Philip Durham Bird Pyrotechnics and Polemics

April 23, 2010

Poetry of the future and poetry of the now is inevitably linked to cyberspace. The artist gains an exponential extension to reach his audience no longer the circle of his friends or the hot mic at the slam or reading. The artist now can reach millions. The artist will require some kind of technical instrumentation a technological artifice incorporated into his performance in order to do something new with words, give them a virtual or real physicality and tactility. ***Imagine an Augmented Reality tour of Tintern Abbey, with Wordsworths words and perhaps a recording floating about in your view-space and aural-space, as you scamper over green hills and ruins.

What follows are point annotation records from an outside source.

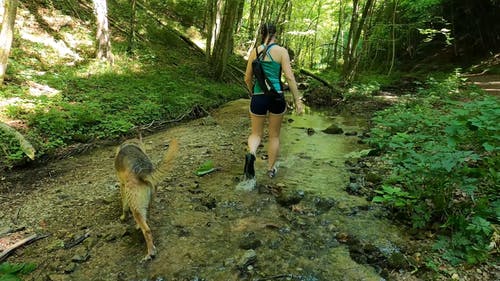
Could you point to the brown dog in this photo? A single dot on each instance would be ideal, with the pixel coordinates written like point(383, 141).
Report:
point(138, 179)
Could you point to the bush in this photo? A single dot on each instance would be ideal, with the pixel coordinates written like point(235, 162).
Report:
point(443, 153)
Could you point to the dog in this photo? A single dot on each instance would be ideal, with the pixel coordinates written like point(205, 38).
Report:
point(138, 178)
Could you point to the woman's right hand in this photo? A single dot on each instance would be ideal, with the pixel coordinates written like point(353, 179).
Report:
point(299, 106)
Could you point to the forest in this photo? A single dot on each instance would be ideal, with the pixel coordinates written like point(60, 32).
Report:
point(410, 87)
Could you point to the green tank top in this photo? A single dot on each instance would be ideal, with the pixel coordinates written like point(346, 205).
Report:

Artifice and tech in Spoken Word will at some point include a measure of interactivity with the audience, greater than simple transmission and reception one can imagine a kind of programmed poetry, triggered by text events, interactions in a physical space, or even touch, eye contact, smells, vocalizations of the audience, generated through programming. The importance of visualization is paramount as the primary sensory device of reception by the user/viewer/audience, whether it is through seeing a performer speak, to seeing how sounds interact synesthaesically with visual objects, from the most simplistic artifice of subtitles, to more complex and generative interactions. Spoken Word is in an undiscovered country, and it is limited only by the imagination and competence of its performers.